El Nordeste Antioqueño, que hoy es quizá la zona más violenta del país, cuenta con su cuota de sicarios que actúan bajo esta chapa. Todo el mundo les paga extorsión. Desde los tenderos hasta los mineros, los formales y los informales, los ricos y los pobres. Simplemente reciben una llamada telefónica, les dictan el monto, y pasan a cobrar en una moto, con una pistola al cinto. Así se reproduce el sistema. La mayoría de las veces, los Urabeños no son más que las mismas bandas locales de siempre, amparados bajo esta palabra que infunde temor. 

En el Bajo Cauca le ganaron la guerra a Los Rastrojos.

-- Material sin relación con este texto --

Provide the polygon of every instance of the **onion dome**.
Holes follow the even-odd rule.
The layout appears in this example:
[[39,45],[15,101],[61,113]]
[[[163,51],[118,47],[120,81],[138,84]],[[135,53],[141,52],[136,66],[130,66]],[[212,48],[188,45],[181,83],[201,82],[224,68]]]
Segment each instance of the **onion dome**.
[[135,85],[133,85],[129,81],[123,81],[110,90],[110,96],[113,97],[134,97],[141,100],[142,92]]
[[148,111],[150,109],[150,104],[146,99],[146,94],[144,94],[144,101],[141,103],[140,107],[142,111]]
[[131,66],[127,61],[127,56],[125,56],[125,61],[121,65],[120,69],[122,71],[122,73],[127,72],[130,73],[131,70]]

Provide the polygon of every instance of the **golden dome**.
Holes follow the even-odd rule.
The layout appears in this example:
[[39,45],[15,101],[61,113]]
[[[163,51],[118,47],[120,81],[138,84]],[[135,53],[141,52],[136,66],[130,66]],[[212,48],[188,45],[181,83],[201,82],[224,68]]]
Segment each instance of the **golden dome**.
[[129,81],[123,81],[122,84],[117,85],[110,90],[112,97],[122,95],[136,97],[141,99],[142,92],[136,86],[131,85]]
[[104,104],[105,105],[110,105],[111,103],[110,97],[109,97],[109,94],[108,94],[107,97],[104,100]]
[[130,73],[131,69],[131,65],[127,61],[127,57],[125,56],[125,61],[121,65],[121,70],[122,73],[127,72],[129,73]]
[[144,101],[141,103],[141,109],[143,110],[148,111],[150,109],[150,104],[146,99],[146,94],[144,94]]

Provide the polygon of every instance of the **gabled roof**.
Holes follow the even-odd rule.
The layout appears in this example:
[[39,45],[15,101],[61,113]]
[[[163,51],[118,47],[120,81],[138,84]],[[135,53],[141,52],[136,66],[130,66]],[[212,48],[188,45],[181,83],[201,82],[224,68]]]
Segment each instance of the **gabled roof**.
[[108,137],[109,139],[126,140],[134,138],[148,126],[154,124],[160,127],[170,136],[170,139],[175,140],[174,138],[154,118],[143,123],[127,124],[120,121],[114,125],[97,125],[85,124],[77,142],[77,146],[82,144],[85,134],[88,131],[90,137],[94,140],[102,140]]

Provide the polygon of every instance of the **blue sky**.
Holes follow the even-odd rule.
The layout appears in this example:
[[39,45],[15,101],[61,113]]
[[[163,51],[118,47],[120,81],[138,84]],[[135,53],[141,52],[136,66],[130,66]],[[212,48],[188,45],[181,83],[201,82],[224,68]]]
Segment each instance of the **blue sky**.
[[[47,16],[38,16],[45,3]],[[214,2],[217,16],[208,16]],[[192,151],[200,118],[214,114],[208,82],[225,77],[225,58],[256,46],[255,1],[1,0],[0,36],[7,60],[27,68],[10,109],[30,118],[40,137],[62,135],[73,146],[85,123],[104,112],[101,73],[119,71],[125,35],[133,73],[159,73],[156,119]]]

Ahora son amos y señores en la región y algunos piensan que por eso han bajado dramáticamente los homicidios. Caucasia, una ciudad con 106.000 habitantes, no ha registrado ninguna muerte violenta en los últimos dos meses. Toda una hazaña en una región minera e inundada de coca. 

Pero a los Urabeños también se les atribuye el hecho de que muy pocos campesinos se hayan atrevido a solicitar restitución de tierras. De más de nueve mil campesinos desplazados que viven en Caucasia, lo han hecho menos de cien. Nadie quiere recibir parcelas en las fincas que fueron de Macaco y de Cuco Vanoy, de quienes piensan, no sin razón, que pronto estarán en libertad y vendrán por ellos. Claro, tampoco es que haya mucha tierra que repartir porque las fincas siguen en manos de sus testaferros. Porque una de las banderas de esta banda criminal es oponerse a la restitución. 

Aunque hay que reconocer que la Policía, y sobre todo el grupo anti-bacrim de la Fiscalía están haciendo bien su tarea y están capturando a los más temidos cabecillas de estos grupos, los Urabeños se siguen expandiendo. Son como la cola del lagarto, que aunque la corten, vuelve y crece. 

En las regiones donde tienen el control, nadie sabe muy bien quién es su jefe supremo, si es que existe tal figura en una red como esta. Los pequeños capos de esta mafia duran poco y controlan apenas pequeñas parcelas de territorio. Es una telaraña de alias sin rostro, difusa. Existe el mito de que hay poderes muy grandes tras ellos y que no son una simple banda de extorsionistas, ni sólo un grupo que irradia desde Urabá sus planes criminales, sino algo más tenebroso, con alcance nacional. Y yo empiezo a estar de acuerdo.